Creating a new tweed is a hugely collaborative process involving the whole Schöffel team, and they really listen and take on board what we are trying to achieve, and then go out of their way to ensure that we end up with the best possible results. “Seeing the final result is always a very exciting and rewarding,” adds Marcus, “as so much thought and care goes into the whole process, both from our team at Schöffel, and from the team at Lovat Mill.”
This season at Schöffel we have launched three new tweeds into the Autumn/Winter collection: the Iona and Skye for women and the Arran for men. “The Iona tweed is a five-line plaid, with shadow detail and the Arran tweed is based on a traditional ‘Glen check’ design,” says Kate Toothill, Head of Product Development at Schöffel Country.

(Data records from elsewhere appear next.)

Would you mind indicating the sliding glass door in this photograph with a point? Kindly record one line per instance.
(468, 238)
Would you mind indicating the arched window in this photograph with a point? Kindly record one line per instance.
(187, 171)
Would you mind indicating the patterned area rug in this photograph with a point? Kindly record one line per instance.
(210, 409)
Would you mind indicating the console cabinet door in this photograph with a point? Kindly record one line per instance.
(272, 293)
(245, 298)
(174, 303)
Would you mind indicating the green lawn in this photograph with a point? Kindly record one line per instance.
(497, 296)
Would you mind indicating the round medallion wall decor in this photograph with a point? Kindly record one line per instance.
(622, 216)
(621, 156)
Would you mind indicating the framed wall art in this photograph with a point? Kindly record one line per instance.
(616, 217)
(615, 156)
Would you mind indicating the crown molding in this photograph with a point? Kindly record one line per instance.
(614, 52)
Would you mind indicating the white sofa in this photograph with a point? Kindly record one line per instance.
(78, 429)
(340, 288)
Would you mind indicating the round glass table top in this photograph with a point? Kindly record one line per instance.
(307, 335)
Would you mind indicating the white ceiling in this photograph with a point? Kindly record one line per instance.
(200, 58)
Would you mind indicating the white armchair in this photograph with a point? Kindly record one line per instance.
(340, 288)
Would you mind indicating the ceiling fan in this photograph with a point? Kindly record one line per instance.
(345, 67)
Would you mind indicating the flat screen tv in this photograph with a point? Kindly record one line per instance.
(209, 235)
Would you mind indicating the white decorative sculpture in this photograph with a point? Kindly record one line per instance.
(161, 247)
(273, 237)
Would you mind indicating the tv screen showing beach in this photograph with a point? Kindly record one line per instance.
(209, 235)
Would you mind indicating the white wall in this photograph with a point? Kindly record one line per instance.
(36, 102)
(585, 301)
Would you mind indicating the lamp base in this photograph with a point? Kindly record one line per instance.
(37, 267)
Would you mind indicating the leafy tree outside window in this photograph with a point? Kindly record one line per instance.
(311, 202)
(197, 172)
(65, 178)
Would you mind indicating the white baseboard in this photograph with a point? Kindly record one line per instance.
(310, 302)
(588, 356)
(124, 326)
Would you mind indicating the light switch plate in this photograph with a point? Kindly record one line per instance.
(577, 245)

“The Glen part is actually an abbreviation of Glen Urquhart, one of the oldest estate tweeds, originally developed in the 1840s.” The rich colour palate of the tweeds is inspired by the camels, rusts, greens and browns of the hills of our rugged uplands and the blues from the rocks and rivers that flow down from the highlands.
“The Skye is a contemporary variant of the traditional ‘shepherd check’ design, woven on a herringbone construction,” says Kate. “The colours reflect the joys of being outdoors in beautiful wild places. The call-out colours are a deep red and powder blue, emulating the leaves turning colour and the blue crisp skies as the days shorten and temperatures fall.”
What’s key to remember about this versatile material is that you certainly don’t have to be out in the field to wear it. The Schöffel collection spans from country pursuits to smart evening attire, it is up to you how to style it.